Loeffler also pushes back against ‘Defund The Police’ movement
Another big issue in the news lately has been the protests over the treatment of African-Americans. There have been several protests in metro Atlanta, as well as elsewhere around the country over the issue.
The senator did issue support for police and other law enforcement as protests have targeted their treatment of minority populations. She has been particularly opposed to the movement to defund police departments.
Loeffler said she believes that movement hurts officer morale and increases the chances of rising crime rates. As a result, she signed on as a co-sponsor of the Justice Act filed by Sen. Tim Scott, R-S.C., that is designed to be a Republican attempt at police reform.
Loeffler also filed the Protecting Public Safety and Support Law Enforcement Act, which targets federal highway safety funding for communities that choose to decrease funding for police, in June.
“The left is pushing this dangerous effort to defund the police, and I have been working hard to support law enforcement,” Loeffler said. “I have introduced legislation that would cause municipalities and states to lose federal funding dollars if they, like New York City did (Tuesday) night, actively move to defund the police without a budgetary reason.”

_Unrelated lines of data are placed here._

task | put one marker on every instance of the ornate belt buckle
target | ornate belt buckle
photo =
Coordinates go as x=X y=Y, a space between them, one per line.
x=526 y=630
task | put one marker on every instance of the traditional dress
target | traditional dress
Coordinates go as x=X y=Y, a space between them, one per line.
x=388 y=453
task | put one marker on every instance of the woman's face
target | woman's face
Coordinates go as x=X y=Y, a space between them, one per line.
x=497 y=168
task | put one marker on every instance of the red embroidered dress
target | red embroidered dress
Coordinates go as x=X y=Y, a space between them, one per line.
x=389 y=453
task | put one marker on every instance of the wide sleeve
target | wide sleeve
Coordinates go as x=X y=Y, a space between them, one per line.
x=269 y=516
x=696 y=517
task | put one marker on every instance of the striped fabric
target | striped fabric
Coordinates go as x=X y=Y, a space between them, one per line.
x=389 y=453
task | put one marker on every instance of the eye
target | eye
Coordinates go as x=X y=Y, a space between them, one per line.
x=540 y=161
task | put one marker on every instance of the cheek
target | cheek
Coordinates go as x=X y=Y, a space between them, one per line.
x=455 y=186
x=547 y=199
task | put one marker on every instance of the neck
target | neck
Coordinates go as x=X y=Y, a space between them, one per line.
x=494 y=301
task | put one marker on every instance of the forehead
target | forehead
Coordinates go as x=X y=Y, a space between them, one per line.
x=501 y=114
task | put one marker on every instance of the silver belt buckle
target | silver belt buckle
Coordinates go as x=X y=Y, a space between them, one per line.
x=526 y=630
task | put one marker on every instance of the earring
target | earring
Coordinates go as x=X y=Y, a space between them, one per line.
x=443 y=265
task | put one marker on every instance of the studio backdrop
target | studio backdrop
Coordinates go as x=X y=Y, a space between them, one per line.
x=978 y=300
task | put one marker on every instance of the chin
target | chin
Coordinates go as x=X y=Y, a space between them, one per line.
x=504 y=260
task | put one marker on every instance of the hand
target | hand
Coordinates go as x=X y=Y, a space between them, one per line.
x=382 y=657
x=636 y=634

But as the protests have taken place this summer, with most of them being peaceful, conservatives — particularly President Donald Trump — have been targeting Antifa, a left-leaning group. They have been accusing the group of stirring violence that has broken at some protests.
In early June, Loeffler co-sponsored a resolution to label Antifa a domestic terrorist organization. At the time, she alleged that “the violence, destruction and anarchy brought to cities across America by mobs incited by Antifa are not principled protests and are detracting from the peaceful protests.”